On a fêté le centenaire du premier disque de l’Original Dixieland Jazz Band le 26 février 1917. On a probablement dû fêter “la” photo de l’orchestre de Buddy Bolden en 1905 (que ceux qui n’ont jamais tenu une clarinette dans leurs mains s’escrime à retourner sous prétexte que le guitariste et le contrebassiste tiennent leurs instruments comme des gauchers, peut-être parce qu’ils l’étaient, ou peut-être à la demande du photographe). On a oublié, comme quasiment tout le monde, de rappeler les succès de la tournée de l’Originale Creole Band emmené par Freddie Keppard en 1915, le premier Carolina Shout de James P. Johnson en 1918, les premières faces du Creole Jazz Band avec Louis Armstrong en 1923, puis les premières faces new-yorkaises de ce dernier au sein du Fletcher Henderson Orchestra en octobre 1924 et l’inaugural Choo Choo de Duke Ellington à la tête de ses Washingtonians le mois suivant.
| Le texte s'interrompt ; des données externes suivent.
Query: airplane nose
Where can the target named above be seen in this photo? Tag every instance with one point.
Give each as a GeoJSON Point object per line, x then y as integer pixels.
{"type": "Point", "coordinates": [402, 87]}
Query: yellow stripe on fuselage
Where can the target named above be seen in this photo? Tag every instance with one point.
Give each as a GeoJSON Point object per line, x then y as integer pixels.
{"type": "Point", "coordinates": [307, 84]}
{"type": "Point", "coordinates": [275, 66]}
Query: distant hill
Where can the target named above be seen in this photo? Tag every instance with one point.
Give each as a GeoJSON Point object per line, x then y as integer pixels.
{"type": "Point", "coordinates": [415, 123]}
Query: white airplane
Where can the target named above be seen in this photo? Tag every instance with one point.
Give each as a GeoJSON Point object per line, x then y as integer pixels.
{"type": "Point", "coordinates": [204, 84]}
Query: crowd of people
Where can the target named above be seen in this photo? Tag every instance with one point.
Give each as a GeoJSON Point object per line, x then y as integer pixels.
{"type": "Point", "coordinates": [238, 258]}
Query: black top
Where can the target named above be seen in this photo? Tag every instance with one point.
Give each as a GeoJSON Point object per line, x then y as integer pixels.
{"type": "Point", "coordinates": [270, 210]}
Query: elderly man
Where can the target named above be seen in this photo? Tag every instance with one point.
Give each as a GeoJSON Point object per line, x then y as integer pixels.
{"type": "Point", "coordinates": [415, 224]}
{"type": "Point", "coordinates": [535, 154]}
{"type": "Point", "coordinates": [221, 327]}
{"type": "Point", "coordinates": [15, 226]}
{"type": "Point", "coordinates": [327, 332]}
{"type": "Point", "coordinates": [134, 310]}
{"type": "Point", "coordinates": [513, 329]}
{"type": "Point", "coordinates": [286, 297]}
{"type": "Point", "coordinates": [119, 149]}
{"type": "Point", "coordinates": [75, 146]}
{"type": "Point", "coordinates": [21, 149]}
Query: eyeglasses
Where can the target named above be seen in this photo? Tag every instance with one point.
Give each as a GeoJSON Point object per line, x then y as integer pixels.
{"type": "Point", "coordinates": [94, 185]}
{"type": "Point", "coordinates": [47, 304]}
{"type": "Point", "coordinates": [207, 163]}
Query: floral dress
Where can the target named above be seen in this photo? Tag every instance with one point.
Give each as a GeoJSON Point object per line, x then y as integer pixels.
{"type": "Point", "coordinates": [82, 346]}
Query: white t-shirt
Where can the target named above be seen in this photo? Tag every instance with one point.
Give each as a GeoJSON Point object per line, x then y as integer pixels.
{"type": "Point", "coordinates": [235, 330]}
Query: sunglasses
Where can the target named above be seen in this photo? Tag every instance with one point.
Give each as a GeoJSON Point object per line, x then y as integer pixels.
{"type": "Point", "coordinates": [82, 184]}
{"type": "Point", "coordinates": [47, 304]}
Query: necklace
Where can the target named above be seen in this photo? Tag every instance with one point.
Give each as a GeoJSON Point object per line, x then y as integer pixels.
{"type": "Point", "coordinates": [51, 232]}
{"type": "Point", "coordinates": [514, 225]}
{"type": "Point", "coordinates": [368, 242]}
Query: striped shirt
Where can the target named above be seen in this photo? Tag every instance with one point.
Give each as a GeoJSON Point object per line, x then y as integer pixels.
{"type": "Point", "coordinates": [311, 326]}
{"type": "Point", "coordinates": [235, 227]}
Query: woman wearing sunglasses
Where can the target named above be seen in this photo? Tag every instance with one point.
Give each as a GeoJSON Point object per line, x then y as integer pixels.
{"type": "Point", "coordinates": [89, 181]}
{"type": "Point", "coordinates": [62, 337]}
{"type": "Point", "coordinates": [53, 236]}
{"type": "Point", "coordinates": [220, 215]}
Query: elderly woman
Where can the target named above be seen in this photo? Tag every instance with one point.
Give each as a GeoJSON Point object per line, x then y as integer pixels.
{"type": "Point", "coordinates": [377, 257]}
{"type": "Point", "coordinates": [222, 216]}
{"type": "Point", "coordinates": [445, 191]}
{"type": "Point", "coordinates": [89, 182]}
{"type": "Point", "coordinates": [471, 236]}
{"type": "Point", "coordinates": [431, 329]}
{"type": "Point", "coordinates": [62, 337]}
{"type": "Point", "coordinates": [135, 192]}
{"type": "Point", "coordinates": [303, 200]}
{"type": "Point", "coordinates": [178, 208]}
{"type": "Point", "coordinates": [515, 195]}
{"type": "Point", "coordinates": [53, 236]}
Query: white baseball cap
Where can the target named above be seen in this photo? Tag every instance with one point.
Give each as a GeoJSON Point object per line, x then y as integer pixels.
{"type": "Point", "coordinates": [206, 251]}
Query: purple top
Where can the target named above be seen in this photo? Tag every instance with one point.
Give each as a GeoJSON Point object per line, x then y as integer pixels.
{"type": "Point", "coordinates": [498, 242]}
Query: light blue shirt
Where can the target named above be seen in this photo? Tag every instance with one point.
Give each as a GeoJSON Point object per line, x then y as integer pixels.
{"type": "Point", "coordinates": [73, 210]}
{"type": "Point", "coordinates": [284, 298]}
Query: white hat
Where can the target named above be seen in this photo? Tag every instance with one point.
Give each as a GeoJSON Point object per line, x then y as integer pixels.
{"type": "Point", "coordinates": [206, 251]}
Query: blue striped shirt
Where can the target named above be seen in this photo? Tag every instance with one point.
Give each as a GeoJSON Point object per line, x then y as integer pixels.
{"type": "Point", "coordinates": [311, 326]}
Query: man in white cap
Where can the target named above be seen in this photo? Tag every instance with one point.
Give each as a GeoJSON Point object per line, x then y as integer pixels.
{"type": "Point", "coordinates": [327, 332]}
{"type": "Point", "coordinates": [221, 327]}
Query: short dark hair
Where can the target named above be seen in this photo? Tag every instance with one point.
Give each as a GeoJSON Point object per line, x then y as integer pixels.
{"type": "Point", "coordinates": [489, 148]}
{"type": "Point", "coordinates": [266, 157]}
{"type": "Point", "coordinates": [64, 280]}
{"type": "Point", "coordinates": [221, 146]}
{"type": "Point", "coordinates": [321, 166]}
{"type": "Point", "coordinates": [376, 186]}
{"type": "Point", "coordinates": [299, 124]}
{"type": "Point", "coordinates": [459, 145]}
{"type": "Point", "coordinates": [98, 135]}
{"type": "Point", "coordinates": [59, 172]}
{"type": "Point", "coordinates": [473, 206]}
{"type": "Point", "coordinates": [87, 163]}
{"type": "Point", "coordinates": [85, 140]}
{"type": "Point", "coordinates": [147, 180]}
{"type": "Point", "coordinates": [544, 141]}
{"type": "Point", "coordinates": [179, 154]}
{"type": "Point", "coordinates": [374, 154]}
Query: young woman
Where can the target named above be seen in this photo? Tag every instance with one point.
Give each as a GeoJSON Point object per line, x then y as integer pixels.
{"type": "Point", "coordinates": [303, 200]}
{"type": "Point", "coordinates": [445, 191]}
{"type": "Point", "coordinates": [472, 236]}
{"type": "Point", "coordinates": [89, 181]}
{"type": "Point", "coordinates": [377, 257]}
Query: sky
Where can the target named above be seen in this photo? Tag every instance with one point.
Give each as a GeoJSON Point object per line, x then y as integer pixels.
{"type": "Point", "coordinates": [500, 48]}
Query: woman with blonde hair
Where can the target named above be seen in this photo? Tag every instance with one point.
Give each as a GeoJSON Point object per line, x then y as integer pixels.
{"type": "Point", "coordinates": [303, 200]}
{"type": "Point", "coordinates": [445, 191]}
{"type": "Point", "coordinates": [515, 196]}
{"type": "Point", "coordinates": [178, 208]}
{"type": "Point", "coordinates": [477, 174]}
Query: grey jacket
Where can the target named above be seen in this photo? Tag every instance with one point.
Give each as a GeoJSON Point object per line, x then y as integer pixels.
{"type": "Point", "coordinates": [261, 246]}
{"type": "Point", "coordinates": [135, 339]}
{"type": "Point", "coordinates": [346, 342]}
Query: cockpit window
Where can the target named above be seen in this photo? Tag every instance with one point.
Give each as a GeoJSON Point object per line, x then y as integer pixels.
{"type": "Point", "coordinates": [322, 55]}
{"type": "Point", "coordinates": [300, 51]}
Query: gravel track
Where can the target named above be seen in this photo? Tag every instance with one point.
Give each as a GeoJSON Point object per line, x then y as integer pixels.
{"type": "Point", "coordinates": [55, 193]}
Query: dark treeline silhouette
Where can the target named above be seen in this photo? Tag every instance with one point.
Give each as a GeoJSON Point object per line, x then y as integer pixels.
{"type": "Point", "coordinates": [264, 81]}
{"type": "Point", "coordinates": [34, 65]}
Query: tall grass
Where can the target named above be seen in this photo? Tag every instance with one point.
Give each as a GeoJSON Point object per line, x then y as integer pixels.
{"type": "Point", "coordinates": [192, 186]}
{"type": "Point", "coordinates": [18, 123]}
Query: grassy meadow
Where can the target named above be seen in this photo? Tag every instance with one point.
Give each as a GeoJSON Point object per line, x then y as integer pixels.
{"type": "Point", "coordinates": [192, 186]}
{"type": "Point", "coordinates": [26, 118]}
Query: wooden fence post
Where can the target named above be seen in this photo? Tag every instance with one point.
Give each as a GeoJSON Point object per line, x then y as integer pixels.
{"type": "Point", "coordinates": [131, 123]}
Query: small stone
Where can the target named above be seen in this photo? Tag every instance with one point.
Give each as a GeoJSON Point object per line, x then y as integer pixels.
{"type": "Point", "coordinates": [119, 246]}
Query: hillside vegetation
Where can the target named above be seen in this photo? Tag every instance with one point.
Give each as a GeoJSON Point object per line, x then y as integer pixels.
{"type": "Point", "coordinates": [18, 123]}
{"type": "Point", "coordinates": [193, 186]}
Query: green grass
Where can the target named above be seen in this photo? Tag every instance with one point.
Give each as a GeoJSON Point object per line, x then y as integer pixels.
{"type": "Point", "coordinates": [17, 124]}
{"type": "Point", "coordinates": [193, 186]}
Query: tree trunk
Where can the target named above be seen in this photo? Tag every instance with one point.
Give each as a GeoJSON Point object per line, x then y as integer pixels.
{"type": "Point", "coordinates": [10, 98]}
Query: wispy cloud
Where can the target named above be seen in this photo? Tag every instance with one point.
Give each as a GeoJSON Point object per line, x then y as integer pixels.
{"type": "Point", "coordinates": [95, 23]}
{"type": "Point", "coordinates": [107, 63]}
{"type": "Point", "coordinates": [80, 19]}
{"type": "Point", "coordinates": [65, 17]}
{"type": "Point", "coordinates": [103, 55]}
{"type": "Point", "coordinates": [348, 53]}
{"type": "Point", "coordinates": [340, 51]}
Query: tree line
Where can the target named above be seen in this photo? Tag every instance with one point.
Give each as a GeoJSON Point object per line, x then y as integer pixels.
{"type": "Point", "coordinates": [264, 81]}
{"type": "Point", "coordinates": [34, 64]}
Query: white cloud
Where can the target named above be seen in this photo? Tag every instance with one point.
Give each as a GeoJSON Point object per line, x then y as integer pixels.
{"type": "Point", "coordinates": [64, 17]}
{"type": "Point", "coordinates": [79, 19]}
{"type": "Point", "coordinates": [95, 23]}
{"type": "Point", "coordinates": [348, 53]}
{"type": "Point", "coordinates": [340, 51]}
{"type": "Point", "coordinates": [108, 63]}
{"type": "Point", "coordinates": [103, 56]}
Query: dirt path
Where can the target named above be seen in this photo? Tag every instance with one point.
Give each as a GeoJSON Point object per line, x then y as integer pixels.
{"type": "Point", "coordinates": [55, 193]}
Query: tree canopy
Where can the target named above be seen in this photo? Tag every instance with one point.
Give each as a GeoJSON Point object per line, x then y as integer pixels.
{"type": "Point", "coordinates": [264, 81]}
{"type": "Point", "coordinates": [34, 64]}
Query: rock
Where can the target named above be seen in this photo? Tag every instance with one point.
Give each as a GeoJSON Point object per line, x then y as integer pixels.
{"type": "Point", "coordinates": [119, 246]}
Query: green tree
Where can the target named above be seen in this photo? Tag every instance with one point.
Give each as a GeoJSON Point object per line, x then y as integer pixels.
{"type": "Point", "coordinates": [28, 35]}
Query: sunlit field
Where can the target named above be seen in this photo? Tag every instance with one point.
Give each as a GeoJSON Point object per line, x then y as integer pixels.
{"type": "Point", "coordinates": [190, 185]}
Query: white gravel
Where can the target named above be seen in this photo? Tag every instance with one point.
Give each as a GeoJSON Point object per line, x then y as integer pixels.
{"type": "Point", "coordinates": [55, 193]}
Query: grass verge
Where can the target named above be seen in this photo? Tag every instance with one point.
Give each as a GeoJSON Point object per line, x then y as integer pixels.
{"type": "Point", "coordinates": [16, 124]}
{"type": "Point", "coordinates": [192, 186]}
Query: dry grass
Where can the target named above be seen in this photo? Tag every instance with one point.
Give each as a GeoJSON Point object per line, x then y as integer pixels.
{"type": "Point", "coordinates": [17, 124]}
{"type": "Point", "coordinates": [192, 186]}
Ne loupons par ce centième anniversaire du Hot Five.
Louis Armstrong dont la réputation commence alors à déborder des seuls rangs de son employeur (Fletcher) a commencé à prêter son cornet aux stars montantes du blues (Ma Rainey, Virginia Liston, Alberta Hunter, Sippie Wallace, Maggie Jones, sans oublier les Smith : Clara, Trixie et Bessie). Au sein des Blue Five de Clarence Williams, Satchmo a croisé le fer à plusieurs reprises avec Sidney Bechet (voilà encore un anniversaire que l’on a loupé : le 10 novembre 1923… si l’on se range à l’avis de Davis Liebman, Bechet dans Old Fashion Blues, en terme de liberté rythmique, c’est Coltrane avec trois décennies d’avance).
Louis Armstrong vient d’épouser Lilian “Lil” Hardin, son meilleur agent, sa conseillère en musique, communication et tenue vestimentaire. Après l’avoir encouragé à quitter Chicago et le Creole Jazz Band de King Oliver pour rejoindre Fletcher Henderson à New York, elle est déçue par le peu de place qui est octroyé chez ce dernier à son époux (troisième trompette et jamais invité à chanter). Aussi l’invite-t-elle à la rejoindre à Chicago. Le 21 octobre 1925, Louis a enregistré deux dernières faces avec Fletcher : T.N.T. et Carolina Stomp qui témoignent des leçons définitives prises au contact d’Armstront par l’arrangeur Don Redman en matière de swing, de fluidité et d’interaction entre improvisation et orchestration. Célébrés au Small’s Paradise, les adieux à l’orchestre ont été tellement arrosé qu’au moment de prendre congé, totalement ému, Louis a vomi toutes ses boissons sur le plastron de son ex-patron.
Au Dreamland de Chicago, Louis Armstrong est accueilli le 6 novembre par “Madame Lil Armstrong and his Dreamland Syncopators, featuring The World’s Greatest Cornet Player”. En outre, Louis Armstrong est désormais sous contrat chez Okeh Records. Dès le 2 novembre, il est en studio pour Blanche Calloway et pour Bertha Chippie Hill. Le 11, à la tête des Louis Armstrong’s Jazz Four, il accompagne le chanteur Hociel Thomas et, le 12 novembre, il dirige la première séance du Hot Five, l’orchestre qui le fait entrer dans l’histoire… ou plus exactement qui fait sortir le jazz de sa préhistoire, ou tout du moins, de son antiquité.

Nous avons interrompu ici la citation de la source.